Right after I got back from the Everglades, I made a weekend trip to South Texas.  I had great numbers of snakes, but most of the nonvenomous stuff was DOR.  I did see an indigo, but couldn't run it down for pics.  

First snake of the trip was this large atrox.












Then this rather cute Night Snake (Hypsiglena torquata).  I had never gotten to photograph one before.  






Checkered Garter (Thamnophis marcianus).  












Right after the garter I found two DOR spendida within minutes.  I was so sad.  I think the car in front of me had to have swerved to hit both.  
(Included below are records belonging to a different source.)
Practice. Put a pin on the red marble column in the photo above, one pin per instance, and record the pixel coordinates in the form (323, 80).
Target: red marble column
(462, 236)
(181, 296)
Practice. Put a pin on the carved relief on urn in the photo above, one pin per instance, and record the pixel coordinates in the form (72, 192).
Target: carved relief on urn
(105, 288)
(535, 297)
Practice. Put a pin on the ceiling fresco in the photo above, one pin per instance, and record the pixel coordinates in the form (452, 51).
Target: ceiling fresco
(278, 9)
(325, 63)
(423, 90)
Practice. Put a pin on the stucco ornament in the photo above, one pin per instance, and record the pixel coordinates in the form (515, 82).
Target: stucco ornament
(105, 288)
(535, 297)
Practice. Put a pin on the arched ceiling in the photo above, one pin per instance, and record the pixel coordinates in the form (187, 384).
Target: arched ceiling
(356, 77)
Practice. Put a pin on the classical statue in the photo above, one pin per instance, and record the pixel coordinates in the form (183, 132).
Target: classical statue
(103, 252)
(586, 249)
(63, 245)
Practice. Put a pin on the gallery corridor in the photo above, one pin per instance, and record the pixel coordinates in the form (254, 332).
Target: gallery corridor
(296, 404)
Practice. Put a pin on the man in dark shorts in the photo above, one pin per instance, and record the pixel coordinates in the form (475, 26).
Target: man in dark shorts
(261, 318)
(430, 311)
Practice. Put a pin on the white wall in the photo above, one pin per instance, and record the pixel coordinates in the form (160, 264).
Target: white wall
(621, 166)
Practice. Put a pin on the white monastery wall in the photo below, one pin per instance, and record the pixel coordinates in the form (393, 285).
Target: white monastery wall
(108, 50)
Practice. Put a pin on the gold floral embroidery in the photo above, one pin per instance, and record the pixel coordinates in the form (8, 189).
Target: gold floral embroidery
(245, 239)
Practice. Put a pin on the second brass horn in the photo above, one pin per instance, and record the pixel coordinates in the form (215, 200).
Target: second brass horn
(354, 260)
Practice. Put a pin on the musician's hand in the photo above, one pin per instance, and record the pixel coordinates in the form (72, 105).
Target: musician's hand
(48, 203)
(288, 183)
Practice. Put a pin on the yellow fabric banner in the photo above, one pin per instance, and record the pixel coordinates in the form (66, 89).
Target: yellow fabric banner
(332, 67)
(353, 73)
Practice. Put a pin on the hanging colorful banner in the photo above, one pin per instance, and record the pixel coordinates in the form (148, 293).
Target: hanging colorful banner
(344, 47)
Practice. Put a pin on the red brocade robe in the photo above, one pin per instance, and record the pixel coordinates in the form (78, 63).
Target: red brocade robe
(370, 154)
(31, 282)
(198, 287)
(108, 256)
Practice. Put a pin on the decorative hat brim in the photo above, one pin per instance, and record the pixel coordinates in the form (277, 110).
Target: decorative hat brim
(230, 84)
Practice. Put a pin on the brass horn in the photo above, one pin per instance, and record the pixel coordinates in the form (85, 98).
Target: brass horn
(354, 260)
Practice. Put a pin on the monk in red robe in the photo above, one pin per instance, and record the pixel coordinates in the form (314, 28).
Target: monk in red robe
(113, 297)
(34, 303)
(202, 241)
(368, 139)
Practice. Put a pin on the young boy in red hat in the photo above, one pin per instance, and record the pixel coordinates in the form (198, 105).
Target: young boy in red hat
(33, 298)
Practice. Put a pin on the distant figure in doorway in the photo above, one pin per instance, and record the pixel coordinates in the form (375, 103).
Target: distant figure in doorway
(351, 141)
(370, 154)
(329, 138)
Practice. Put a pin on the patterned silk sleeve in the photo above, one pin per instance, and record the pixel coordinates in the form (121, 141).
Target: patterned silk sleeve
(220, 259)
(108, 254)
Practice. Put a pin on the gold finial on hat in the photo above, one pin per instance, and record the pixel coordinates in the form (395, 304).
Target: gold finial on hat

The following are just some shots I got of various atrox I found.  I found 11 total AOR, and 3 DOR.  




































This big girl is the largest atrox I have ever found.  I couldn't lift her on my hook.  She was incredible, but hard to photograph, because all she wanted to do was take off.












I finally got so bored taking pics of atrox, that I started messing around with the settings on my camera, and got this picture which I rather like.






Snake food.






Two inverts from the trip.  The butterfly was my concession prize after I couldn't catch the Indigo.


----------



## Protectyaaaneck (May 10, 2011)

Awesome photos Sky!


----------



## desertanimal (May 10, 2011)

Beautiful shots!


----------



## Texas Blonde (May 10, 2011)

Thanks y'all!  I am starting to get the hang of my new camera.  Now I just need some additional lenses.  I'm getting there, haha.


----------



## Galapoheros (May 10, 2011)

The male T kind of looks like a male A. moderatum(?), hard to tell with the pic angle though.


----------



## EricW (May 11, 2011)

nice pics, really diggin all those atrox and night snake, pretty cool. What part of south Texas?


----------



## Texas Blonde (May 15, 2011)

Galapoheros said:


> The male T kind of looks like a male A. moderatum(?), hard to tell with the pic angle though.


That is kind of what I was thinking.





EricW said:


> nice pics, really diggin all those atrox and night snake, pretty cool. What part of south Texas?


I was in the Hebbronville area.


----------



## Ehhpic (May 23, 2011)

Fantastic stuff!!!


----------